La scorsa settimana, dopo gli ennesimi episodi, ho deciso di dirgli con fermezza che quel modo di vivere il rapporto non mi faceva star bene e che quindi non volevo più continuare. Mi diceva che io lo vedevo come male assoluto e che vedevo solo le sue azioni esteriori, continuavo a ripetergli (prima della rottura) che non avevo mai detto queste cose, che avevo scelto lui come compagno e che non c'era da operare una scelta fra lui o gli amici ("a lungo andare dovrai fare una scelta fra me e gli amici", perché vuoi compiacere tutti") , che sì le sue azioni e parole mi avevano ferita ma ero lì a dialogare con lui e a capire e non lo vedevo "totalmente nero", ma spesso mi metteva in bocca parole o pensieri che non avevo detto o fatto.

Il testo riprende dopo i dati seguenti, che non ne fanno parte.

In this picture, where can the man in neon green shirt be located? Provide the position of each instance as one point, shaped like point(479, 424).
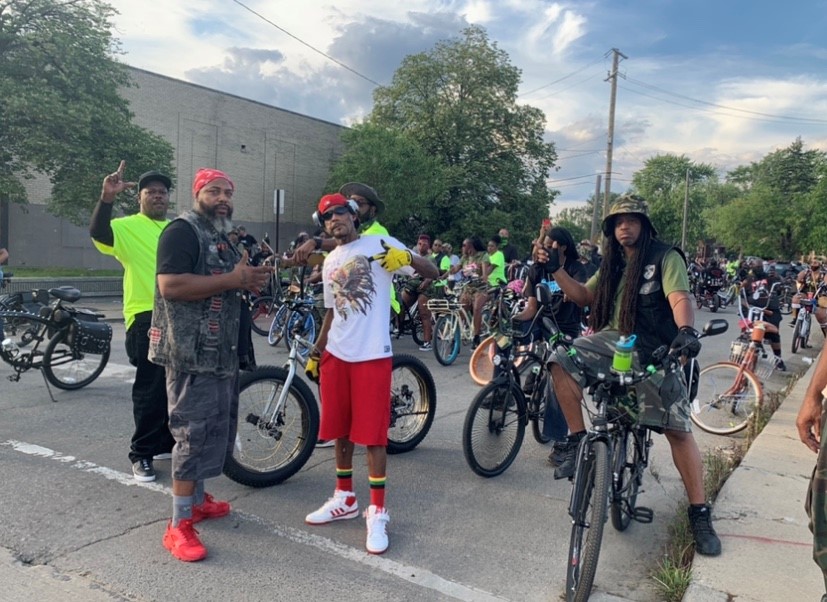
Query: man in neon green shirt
point(133, 241)
point(493, 271)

So di aver fatto bene ad andare via da un rapporto del genere, per la mia stabilità mentale ed emotiva. Gli voglio molto bene, anch'io sto male per tutto quel che è successo e vorrei che lui stesse bene, ma farlo insieme è impossibile in queste condizioni e nessun altro conosce questi suoi aspetti (non parla con gli amici della sua visione del mondo o del rapporto con la donna e dice che la famiglia non ha fiducia in lui) li aveva con me con la quale aveva intessuto una forte relazione. Lui non l'ha presa bene, dicendomi che me ne pentirò perché non vedo quel che mi voleva dare e preferisco compiacere gli altri, anziché pensare a lui. Si rende conto di avere molti problemi da risolvere e voleva proseguire con me la relazione, in queste condizioni. Ma per me, se prima non si opera un cambiamento interiore (ognuno per sé) e non ci si ama da sé, penso che non si potranno mai amare anche gli altri e che la nostra relazione non sarebbe potuta cambiare e personalmente ne avrei sofferto tantissimo. Ora sento di averlo ferito lasciandolo, ma sono arrivata stremata e non riuscivo più ad andare avanti: eravamo stati sereni per 20 giorni, ma appena uscivamo con amici, tutto cambiava; era una situazione che logorava il mio equilibrio. Lui stesso mi ha detto di non sentirsi libero con me e gli altri quando eravamo in gruppo; di star bene quando invece stava con me, perché Dio lo ricompensava per quel che lui faceva a me. Vi chiedo: potrebbe trattarsi di una personalità borderline? Esiste un modo in cui potrei aiutarlo? E come prendermi cura di me? Grazie in anticipo per le vostre cortesi risposte.